HDFC AMC’s market share based on aggregate assets under management (AUM) was 12% in the June quarter, down slightly from 13% in the previous quarter. But, the market share has eroded 159 basis points since the pandemic broke out last year. A basis point is one hundredth of a percentage point. Over six years, erosion reaches 5.5 percentage points. This loss of market share is mainly attributable to equity funds, although this segment performed better during the June quarter. The fund house has also lost market share in terms of unique investors. In other words, HDFC AMC is neither able to attract more customers nor to keep its existing customers.
The law of averages, however, appears to be on the fund house side. Analysts at Jefferies India Pvt Ltd point out that the monthly average flows through the Systemic Investment Plan (SIP) in the June quarter are higher than the first nine months of fiscal 21. This shows that the fund house is doing better. withstood the impact of the second wave as the early stages of the pandemic last year.
The fact remains that the HDFC mutual fund has improved its performance. Management was also optimistic about the outlook for the future. New fund offerings, the willingness to venture further into exchange traded funds (ETFs) and a digital push can work for the fund house on growth. “These measures, coupled with strong distribution and brand appeal, should help gradually improve its market share,” Jefferies analysts wrote in a note. That said, those at Kotak Institutional Equities warn that ETFs could reduce the profitability of actively managed asset management firms.

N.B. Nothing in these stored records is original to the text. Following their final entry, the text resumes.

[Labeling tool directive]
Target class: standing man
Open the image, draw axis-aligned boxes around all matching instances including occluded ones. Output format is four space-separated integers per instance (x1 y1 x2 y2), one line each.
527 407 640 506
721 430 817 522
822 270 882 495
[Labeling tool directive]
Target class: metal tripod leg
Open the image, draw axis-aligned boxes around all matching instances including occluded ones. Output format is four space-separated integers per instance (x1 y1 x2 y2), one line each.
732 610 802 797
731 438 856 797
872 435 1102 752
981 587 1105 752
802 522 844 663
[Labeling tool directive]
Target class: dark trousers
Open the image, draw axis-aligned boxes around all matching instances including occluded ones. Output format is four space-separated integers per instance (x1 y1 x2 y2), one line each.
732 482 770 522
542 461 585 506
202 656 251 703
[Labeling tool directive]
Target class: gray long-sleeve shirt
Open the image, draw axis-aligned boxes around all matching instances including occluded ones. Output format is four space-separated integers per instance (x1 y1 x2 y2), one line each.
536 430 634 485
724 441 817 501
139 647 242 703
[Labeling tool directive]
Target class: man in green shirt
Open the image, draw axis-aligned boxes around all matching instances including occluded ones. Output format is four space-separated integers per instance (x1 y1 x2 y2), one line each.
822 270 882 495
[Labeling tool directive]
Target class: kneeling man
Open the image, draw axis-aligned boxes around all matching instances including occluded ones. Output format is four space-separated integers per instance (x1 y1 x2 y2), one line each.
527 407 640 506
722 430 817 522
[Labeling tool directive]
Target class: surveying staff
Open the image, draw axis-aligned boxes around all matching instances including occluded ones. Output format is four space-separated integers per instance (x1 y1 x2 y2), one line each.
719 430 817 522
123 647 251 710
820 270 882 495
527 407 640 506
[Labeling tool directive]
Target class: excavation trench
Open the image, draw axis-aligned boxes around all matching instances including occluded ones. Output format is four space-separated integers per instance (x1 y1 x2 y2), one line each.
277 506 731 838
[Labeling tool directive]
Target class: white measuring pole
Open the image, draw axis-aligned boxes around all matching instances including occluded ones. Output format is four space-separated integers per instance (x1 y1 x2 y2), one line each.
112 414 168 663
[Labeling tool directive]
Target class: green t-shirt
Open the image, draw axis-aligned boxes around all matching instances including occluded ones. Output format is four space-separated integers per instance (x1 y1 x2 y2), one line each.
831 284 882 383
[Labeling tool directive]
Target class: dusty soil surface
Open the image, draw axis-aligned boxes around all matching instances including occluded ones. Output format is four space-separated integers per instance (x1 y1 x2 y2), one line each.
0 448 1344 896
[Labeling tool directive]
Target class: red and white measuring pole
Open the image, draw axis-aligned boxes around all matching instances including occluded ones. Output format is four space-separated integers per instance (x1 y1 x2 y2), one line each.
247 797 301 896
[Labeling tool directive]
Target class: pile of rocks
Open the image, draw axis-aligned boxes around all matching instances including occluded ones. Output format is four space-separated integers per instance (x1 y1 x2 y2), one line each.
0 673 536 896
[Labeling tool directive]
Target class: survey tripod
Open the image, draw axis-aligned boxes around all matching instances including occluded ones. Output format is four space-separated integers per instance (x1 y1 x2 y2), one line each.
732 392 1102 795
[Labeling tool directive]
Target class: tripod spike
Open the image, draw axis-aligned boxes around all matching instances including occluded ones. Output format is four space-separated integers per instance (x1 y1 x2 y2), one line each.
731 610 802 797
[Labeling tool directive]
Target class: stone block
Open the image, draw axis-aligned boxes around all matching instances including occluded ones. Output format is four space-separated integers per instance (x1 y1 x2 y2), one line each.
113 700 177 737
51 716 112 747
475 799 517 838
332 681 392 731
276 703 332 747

Its smaller counterpart Nippon Life India Asset Management Ltd has managed to increase its presence. The company gained 20 basis points of market share in the June quarter, although it was largely driven by an expanding debt fund. Nippon’s overall profitability did not thrill investors, but its flagship equity funds performed strongly. New partnerships with banks and other distribution channels are seen as a big plus for the company. Meanwhile, for HDFC AMC, its access to an extensive distribution network gives it much needed leverage to recover growth. HDFC Bank’s share of cross-selling remains low at 5.4% of the fund company’s assets under management, and the potential for leverage on branch distribution is high.
HDFC AMC has underperformed Nippon Life and the overall market since April, possibly reflecting the fund company’s struggle with market share.